8h8a

Publication Abstract from PubMed

The rearrangement hotspot (Rhs) repeat is an ancient giant protein fold found in all domains of life. Rhs proteins are polymorphic toxins that could either be deployed as an ABC complex or via a type VI secretion system (T6SS) in interbacterial competitions. To explore the mechanism of T6SS-delivered Rhs toxins, we used the gastroenteritis-associated Vibrio parahaemolyticus as a model organism and identified an Rhs toxin-immunity pair, RhsP-RhsP(I). Our data show that RhsP-dependent prey targeting by V. parahaemolyticus requires T6SS2. RhsP can bind to VgrG2 independently without a chaperone and spontaneously self-cleaves into three fragments. The toxic C-terminal fragment (RhsP(C)) can bind to VgrG2 via a VgrG2-interacting region (VIR). Our electron microscopy (EM) analysis reveals that the VIR is encapsulated inside the Rhs beta barrel structure and that autoproteolysis triggers a dramatic conformational change of the VIR. This alternative VIR conformation promotes RhsP dimerization, which significantly contributes to T6SS2-mediated prey targeting by V. parahaemolyticus.

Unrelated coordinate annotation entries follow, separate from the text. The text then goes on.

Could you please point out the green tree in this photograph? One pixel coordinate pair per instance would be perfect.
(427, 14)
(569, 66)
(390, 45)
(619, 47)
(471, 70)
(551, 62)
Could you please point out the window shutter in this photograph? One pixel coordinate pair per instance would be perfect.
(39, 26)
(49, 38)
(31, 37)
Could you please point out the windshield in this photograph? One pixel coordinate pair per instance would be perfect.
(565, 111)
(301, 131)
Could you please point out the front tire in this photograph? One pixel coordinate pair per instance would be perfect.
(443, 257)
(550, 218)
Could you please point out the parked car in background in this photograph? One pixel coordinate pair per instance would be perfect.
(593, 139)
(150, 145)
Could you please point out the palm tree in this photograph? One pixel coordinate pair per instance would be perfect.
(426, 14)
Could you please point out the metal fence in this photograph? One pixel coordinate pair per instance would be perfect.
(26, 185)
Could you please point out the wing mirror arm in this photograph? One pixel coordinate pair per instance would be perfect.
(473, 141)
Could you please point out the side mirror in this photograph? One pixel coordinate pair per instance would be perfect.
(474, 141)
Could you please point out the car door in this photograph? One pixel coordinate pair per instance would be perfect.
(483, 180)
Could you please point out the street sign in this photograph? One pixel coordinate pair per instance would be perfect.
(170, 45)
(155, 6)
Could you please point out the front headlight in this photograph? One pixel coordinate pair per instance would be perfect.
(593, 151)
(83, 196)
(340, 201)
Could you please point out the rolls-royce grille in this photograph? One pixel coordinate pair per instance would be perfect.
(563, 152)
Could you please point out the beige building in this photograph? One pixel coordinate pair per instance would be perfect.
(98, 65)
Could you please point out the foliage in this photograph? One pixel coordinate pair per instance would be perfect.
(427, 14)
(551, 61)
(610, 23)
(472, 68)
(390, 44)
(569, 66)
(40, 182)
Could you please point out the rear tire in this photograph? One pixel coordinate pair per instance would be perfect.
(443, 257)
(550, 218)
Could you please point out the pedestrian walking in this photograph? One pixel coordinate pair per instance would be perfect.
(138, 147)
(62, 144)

Vibrio parahaemolyticus prey targeting requires autoproteolysis-triggered dimerization of the type VI secretion system effector RhsP.,Tang L, Dong S, Rasheed N, Wu HW, Zhou N, Li H, Wang M, Zheng J, He J, Chao WCH Cell Rep. 2022 Dec 6;41(10):111732. doi: 10.1016/j.celrep.2022.111732. PMID:36476863^[1]

From MEDLINE®/PubMed®, a database of the U.S. National Library of Medicine.